= Ben Ficklin, Texas =

Ghost town in Texas, United States

Ben Ficklin (Benficklin), Texas is a ghost town and the former county seat of Tom Green County from 1875 to 1882. It was located 5 miles (8 km) south of Fort Concho on the east bank of the South Concho River.

==History==
In 1868, Maj. Benjamin F. Ficklin bought from John O. Meusebach 640 acre on the South Concho near the spring from which Fort Concho hauled its drinking water. There, Ficklin built headquarters for his San Antonio-El Paso mail line. Francis Corbett Taylor, a close friend of Ficklin's, came from Alabama to take charge of the Concho mail station. After Ficklin's sudden death in Washington, DC, on March 10, 1871, Taylor carried on the prospering stage line. In 1873, with William Stephen Kelly and Charles B. Metcalfe, he laid out a town a mile up the river and named it Ben Ficklin in honor of his friend. Kelly, also from Alabama, built the first house. The post office was established on August 27, 1873, with Henry M. Taylor as postmaster.
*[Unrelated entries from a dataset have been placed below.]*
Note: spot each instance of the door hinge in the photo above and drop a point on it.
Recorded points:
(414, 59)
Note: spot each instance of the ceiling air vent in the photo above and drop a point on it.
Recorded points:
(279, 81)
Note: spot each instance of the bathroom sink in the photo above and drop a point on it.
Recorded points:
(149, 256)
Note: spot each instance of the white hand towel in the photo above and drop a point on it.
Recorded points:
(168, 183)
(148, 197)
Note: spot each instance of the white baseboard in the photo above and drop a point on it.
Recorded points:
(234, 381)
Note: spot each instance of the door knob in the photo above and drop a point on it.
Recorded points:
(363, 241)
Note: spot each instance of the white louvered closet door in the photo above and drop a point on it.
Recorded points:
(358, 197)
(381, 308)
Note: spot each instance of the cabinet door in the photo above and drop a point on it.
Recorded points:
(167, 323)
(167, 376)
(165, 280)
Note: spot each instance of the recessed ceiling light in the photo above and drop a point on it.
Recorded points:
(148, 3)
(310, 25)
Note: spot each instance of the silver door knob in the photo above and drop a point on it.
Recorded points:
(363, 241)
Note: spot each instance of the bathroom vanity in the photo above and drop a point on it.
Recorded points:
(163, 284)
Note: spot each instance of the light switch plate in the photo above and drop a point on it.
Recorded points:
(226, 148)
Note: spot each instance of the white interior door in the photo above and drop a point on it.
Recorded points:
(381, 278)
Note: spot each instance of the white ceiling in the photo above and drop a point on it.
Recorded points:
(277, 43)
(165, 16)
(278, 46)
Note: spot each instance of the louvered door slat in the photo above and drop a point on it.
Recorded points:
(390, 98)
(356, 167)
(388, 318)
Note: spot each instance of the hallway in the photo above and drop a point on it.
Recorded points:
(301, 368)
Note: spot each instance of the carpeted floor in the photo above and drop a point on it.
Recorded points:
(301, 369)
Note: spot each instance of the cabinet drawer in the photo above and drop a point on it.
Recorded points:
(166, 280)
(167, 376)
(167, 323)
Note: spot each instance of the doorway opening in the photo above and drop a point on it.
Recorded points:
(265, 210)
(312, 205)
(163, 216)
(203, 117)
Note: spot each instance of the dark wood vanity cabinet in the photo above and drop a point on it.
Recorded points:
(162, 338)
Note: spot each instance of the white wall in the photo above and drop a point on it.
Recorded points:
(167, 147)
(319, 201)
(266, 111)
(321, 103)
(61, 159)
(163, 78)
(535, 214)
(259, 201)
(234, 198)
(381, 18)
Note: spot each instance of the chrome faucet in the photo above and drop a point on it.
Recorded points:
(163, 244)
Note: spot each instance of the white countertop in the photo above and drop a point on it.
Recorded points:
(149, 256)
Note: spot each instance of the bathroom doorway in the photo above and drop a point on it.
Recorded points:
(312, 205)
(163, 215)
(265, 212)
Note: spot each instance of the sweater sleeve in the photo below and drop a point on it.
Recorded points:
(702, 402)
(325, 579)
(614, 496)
Taylor and Kelly were among the commissioners appointed to organize Tom Green County in 1874. In January 1875, they led a successful campaign to make Ben Ficklin the county seat, against the stiff challenge of San Angela (now San Angelo). Taylor had the support of stage line employees, Fort Concho officers, area ranchmen, and the growing numbers of business and professional men, who with their families, had been attracted to the new town. San Angela's saloons, gambling houses, and prostitutes were popular with soldiers, cowboys, and buffalo hunters. Ben Ficklin's first courthouse was donated by Taylor and Sheriff James Spears. An adobe building housed a subscription school, and lots were donated for future church buildings. Three stores and a hotel were soon erected. Around 600 people were living in Ben Ficklin when Taylor died in 1879. A two-story stone courthouse was completed in February 1882.

===Ben Ficklin flood===
Heavy rains the night of August 23, 1882, swelled Dove Creek, Spring Creek, the Middle Concho River, and the South Concho River, already high because of a wet summer, out of their banks. Their combined waters roared down on Ben Ficklin at midmorning on August 24, and the town was destroyed. On the flat, only the courthouse, the jail, and two houses remained standing. Up the hill, 15 houses and the schoolhouse remained; 65 people were drowned. County offices and the post office were moved to San Angela, which became the county seat in 1883 with the new name San Angelo. Some survivors moved to Sherwood; others found jobs and free homesites in San Angelo. Two families continued to live at Ben Ficklin, a favorite swimming and picnicking spot, into the new century. The Ben Ficklin cemetery, on a hill overlooking new residences, holds the graves of flood victims and of F. C. Taylor and his wife, reinterred there after the flood dislodged their coffins. The Texas Historical Commission erected a marker at the townsite in 1965.